This week I’m recapping what I’ve learned about data storage in AWS with a heavy focus on S3. If you want to see what else I’ve learned about AWS over the recent weeks then check out my AWS Overview, EC2 Intro and Amazon Redshift at a Glance posts.
Amazon S3 101
S3 stands for Simple Storage Service.
It is Amazon’s object based storage service for uploading data files. It is not suitable for installing an OS for example. It’s used for applications like Dropbox that allows users to store files of all different types in a Cloud based filesystem.
Files can be any size from 0 Bytes up to 5 Terabytes in size and the storage capacity is effectively unlimited. Amazon will continually increase their storage capacity at the back end.
When a file is uploaded to S3, it will be stored in a Bucket. A Bucket is just like a folder or repository and will be the holding pen for all your sub folders and files. S3 is a universal namespace, meaning each S3 bucket you create must have a unique name that is not being used by anyone else in the world. This is because your bucket name makes up part of your S3 url, which must be unique.
Reading and Writing Data to and from S3
When you upload a new file to S3, it has Read after Write consistency.
What this means is that once your file is successfully written to S3 it is immediately available for reading anywhere in the world.
However, if you are updating or deleting a file, S3 has Eventual consistency.

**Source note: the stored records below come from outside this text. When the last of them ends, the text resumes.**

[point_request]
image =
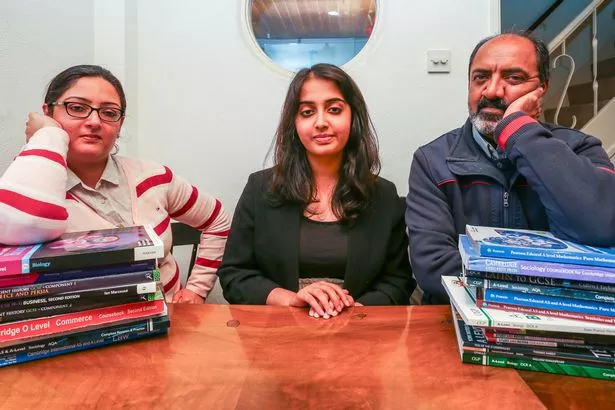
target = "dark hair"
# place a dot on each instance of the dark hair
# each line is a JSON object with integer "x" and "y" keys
{"x": 68, "y": 77}
{"x": 292, "y": 176}
{"x": 542, "y": 53}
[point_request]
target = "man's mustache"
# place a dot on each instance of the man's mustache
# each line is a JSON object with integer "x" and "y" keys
{"x": 496, "y": 103}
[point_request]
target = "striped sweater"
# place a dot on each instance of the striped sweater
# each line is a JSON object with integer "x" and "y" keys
{"x": 35, "y": 207}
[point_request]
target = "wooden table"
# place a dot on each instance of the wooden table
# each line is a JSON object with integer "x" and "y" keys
{"x": 256, "y": 357}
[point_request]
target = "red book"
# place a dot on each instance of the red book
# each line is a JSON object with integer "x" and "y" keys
{"x": 26, "y": 329}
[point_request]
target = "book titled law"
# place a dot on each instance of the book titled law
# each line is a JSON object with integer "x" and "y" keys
{"x": 77, "y": 250}
{"x": 535, "y": 245}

This means that it can take some time for the update or delete to appear, so depending on the region you may or may not see the changes instantly. This is because if you’re S3 file is cached on an edge location for example, then it may take time for the update or delete to propagate through to each of these locations.
Data stored in S3 can be held in one of 4 Storage Classes.
- Standard S3 — This is the most durable storage class and should be used for frequently accessed files that require quick access.
- S3 Infrequently Accessed — As the name suggests, this is for files that are accessed less frequently but you still need available to you.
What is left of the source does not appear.